Ligericus sum, nil Ligeris a me alienum puto.

Histoires en série d'une chaussure terre à terre.

Odyssée ordinaire et plantaire.

Une petite fable pour ne pas lasser le lecteur.



    Revenons à la réalité prosaïque de nos petits clubs en oubliant les divagations cordonnières de la chaussure haute technologie. Ici le soulier ne connaît pas la diversité, l'amateur ne dispose pas d'une vaste panoplie d'outils pour affronter les pelouses de la région.

    Bien heureux déjà celui qui peut compter jusqu'à deux pour faire la paire. Le négligent en laisse souvent au moins une à la maison et s'aperçoit de la bourde en ouvrant son sac dans le vestiaire adverse. C'est la consternation dans les rangs des compagnons de celui qui n'est pas unijambiste et se trouve donc dépourvu d'un élément indispensable à la pratique de sa passion.
    Satisfait celui qui maintient match après match, sa paire chérie encore en vie.
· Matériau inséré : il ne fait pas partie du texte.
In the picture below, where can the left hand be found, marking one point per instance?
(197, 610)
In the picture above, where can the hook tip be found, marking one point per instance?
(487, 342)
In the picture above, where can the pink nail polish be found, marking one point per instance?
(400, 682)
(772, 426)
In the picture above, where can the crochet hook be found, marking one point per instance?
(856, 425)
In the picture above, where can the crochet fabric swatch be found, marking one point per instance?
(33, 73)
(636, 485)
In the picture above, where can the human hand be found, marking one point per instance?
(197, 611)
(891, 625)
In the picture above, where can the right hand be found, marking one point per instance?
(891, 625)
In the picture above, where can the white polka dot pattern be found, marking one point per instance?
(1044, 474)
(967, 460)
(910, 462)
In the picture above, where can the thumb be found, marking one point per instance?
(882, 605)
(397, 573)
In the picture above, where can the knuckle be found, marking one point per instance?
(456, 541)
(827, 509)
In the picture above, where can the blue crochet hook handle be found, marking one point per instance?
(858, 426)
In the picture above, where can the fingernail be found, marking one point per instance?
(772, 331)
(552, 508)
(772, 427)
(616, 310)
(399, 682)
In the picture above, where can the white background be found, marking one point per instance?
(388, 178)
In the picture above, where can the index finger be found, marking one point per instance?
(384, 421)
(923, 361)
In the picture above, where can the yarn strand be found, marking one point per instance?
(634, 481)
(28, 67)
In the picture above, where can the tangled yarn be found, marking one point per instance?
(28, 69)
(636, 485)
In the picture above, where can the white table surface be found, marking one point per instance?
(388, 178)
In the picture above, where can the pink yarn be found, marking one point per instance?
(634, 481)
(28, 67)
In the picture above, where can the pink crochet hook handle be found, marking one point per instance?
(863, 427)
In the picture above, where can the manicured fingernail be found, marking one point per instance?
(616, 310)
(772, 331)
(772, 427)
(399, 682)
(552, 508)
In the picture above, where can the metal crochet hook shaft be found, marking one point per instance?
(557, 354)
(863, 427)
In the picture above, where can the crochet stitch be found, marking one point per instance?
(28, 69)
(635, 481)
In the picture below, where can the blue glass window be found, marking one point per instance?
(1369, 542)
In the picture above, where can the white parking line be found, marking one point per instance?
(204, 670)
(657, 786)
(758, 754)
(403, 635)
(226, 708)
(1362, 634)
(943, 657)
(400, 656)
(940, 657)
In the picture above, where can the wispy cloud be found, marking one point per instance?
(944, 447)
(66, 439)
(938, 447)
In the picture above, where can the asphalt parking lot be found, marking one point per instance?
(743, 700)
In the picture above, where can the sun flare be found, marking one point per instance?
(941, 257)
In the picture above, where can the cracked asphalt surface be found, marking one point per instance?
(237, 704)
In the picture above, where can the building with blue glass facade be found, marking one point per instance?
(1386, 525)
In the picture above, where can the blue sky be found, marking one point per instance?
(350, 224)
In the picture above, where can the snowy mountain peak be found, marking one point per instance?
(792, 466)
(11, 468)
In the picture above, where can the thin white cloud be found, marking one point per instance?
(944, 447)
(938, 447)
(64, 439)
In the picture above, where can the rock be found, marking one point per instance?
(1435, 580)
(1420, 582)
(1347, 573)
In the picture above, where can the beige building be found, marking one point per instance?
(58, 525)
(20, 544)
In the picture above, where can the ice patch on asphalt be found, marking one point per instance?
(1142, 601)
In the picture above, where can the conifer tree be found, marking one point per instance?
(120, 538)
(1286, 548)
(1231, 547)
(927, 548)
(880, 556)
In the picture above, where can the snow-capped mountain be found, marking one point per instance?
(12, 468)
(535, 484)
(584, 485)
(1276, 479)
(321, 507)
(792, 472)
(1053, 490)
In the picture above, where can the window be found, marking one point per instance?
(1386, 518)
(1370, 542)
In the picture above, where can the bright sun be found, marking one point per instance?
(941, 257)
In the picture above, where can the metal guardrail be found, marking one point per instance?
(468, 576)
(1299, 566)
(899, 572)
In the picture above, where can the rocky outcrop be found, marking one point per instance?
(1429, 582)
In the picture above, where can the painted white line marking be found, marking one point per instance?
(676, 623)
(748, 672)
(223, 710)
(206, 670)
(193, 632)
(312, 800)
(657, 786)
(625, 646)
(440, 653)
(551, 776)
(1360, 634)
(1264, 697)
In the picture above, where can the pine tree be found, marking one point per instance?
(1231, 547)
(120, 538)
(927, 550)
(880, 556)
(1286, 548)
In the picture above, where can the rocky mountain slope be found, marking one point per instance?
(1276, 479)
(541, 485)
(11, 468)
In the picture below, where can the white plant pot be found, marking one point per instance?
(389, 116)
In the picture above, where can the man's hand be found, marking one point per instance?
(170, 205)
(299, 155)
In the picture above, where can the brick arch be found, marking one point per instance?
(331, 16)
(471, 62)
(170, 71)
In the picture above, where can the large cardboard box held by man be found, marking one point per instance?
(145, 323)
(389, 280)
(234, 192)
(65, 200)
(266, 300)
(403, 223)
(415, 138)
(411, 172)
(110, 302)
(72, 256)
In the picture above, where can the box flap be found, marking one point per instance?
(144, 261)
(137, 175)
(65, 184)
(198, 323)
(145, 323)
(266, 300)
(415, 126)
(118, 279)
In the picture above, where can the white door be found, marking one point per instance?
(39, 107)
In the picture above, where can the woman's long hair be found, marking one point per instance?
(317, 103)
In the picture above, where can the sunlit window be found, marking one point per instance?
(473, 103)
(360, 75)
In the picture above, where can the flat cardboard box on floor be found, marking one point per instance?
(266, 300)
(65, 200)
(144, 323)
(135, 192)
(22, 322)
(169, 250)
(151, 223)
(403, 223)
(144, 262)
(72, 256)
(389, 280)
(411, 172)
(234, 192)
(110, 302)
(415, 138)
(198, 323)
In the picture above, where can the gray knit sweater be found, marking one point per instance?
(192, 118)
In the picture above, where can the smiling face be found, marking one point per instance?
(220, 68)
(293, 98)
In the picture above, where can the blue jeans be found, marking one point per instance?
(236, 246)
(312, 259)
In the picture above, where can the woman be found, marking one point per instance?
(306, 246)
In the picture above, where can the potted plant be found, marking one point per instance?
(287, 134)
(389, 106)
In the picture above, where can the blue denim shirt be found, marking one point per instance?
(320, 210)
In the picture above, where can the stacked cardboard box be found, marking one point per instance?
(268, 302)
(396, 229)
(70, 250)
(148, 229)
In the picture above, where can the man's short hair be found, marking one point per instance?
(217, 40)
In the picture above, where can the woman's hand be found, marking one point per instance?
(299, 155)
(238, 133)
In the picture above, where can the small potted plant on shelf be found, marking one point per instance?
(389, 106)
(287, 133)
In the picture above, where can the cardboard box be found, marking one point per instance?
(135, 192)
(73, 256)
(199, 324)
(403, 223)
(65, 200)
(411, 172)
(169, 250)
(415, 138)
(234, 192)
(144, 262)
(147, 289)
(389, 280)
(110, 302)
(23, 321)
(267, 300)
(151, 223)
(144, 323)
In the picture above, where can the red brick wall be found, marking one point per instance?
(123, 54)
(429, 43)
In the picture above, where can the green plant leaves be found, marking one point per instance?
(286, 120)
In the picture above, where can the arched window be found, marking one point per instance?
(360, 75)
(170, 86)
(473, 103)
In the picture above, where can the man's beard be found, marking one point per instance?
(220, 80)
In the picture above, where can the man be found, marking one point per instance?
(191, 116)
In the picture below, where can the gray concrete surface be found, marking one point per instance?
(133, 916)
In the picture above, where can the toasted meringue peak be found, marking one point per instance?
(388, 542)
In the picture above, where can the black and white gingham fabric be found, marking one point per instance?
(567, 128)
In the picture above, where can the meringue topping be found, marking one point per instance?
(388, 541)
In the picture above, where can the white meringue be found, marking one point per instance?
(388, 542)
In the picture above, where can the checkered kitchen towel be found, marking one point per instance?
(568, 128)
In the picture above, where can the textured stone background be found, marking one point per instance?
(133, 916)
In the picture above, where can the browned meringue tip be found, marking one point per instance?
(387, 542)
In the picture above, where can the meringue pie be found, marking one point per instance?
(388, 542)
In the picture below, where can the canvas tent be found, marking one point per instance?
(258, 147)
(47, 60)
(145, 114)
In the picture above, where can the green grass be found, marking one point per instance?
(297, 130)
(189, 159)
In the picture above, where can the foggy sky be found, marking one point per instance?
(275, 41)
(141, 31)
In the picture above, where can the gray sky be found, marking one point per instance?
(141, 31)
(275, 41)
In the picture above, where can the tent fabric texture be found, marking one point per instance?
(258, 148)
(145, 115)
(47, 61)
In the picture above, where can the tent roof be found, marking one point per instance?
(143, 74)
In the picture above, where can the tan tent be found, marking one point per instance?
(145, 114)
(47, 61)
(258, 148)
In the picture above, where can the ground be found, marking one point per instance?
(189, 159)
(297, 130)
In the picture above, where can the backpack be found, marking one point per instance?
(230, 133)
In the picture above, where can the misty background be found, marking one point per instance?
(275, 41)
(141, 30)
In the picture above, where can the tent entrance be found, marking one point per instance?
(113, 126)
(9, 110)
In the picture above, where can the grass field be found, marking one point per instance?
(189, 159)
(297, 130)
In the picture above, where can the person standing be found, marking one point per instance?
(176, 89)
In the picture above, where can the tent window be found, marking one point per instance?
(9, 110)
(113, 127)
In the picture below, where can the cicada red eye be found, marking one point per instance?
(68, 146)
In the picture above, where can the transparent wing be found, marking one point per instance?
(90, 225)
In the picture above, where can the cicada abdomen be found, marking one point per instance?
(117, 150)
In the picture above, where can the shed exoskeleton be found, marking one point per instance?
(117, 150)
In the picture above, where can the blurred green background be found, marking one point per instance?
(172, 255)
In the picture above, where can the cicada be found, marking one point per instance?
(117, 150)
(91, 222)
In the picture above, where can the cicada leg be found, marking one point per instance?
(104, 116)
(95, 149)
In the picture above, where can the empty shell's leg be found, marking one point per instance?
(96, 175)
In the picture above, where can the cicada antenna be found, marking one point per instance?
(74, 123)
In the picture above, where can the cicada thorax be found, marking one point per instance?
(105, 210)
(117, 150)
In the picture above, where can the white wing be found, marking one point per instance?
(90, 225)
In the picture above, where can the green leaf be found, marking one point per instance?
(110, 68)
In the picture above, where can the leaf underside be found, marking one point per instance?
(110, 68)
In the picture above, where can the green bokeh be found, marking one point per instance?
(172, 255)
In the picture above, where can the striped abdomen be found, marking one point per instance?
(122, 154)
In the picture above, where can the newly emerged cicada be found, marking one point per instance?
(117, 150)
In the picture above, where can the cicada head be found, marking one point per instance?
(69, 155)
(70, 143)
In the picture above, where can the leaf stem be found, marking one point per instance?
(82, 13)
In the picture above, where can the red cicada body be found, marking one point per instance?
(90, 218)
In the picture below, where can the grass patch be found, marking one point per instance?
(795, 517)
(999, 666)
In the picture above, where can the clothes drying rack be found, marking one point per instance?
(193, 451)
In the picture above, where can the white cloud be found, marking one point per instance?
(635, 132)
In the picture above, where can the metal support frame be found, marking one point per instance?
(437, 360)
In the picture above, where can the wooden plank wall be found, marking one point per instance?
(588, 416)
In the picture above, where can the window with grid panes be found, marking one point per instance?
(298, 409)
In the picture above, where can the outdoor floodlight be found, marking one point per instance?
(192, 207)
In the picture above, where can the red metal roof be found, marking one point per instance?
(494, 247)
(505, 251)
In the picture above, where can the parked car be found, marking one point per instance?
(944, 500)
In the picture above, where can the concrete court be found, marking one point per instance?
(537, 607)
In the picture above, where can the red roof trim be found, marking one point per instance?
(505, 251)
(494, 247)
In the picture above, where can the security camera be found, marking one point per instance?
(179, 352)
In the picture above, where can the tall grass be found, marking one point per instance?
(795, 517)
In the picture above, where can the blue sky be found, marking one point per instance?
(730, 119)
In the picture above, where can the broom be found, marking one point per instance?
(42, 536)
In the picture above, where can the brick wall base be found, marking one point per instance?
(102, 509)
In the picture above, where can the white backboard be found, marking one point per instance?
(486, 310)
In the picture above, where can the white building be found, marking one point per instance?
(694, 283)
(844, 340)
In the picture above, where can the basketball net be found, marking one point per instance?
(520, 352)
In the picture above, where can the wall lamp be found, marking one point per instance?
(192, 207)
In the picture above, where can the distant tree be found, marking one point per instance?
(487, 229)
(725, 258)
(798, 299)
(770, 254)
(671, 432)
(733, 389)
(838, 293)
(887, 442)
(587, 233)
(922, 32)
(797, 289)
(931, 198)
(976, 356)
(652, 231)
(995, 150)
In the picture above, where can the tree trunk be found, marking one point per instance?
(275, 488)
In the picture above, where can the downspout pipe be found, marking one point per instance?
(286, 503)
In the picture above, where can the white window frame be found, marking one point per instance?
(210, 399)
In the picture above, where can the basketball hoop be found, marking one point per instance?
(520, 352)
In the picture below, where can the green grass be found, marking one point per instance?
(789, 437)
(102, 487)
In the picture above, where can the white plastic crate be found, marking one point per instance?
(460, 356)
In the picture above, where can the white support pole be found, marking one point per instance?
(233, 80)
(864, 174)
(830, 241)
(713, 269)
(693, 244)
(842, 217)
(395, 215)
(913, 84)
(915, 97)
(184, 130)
Il la rafistole, l'emballe, la colmate tant bien que mal au grand dam d'un trésorier qui voit d'un mauvais œil cet acharnement thérapeutique qui lui coute si cher en 'Élastoplast'. Pourtant, jusqu'à leur trépas, il ne se séparera pas de ces épaves qui le font gagner, il en est persuadé.

    Bricoleur ce garçon qui se déplace avec dans son sac, pinces et embases, tir fond et crampons, marteau et clef anglaise. Avant chaque match, il change ses crampons, s'énerve et brise un pas de vis. Il démonte, remonte, râle et s'emporte. Il sort bon dernier de ce qui lui sert d'atelier dominical et évite ainsi une bonne partie de l'échauffement. Il fera la suite en levant le pied.

    Étonné ce dépensier invétéré qui se veut toujours à la pointe de la mode sportive. Il dépense sans compter dans le soulier coloré, profilé et estampillé d'une marque célèbre. Il réserve la surprise de la nouvelle acquisition pour un jour de match à la maison. Avant la première mi-temps, il appellera au secours pour qu'on aille lui chercher une autre paire plus ordinaire. Il finira perclus
d'ampoules.

    Agenouillé ce roi du lacet défait. Il se refuse à les couper, ne parvient jamais à réaliser le nœud qui tient toute une partie. S'arrête à tout moment pour refaire une boucle double et se prend parfois les pieds dans celle-ci. Curieusement, dans les vestiaires, après un match bien dénoué, il ne parviendra pas à se défaire de ses chaussures si attachantes.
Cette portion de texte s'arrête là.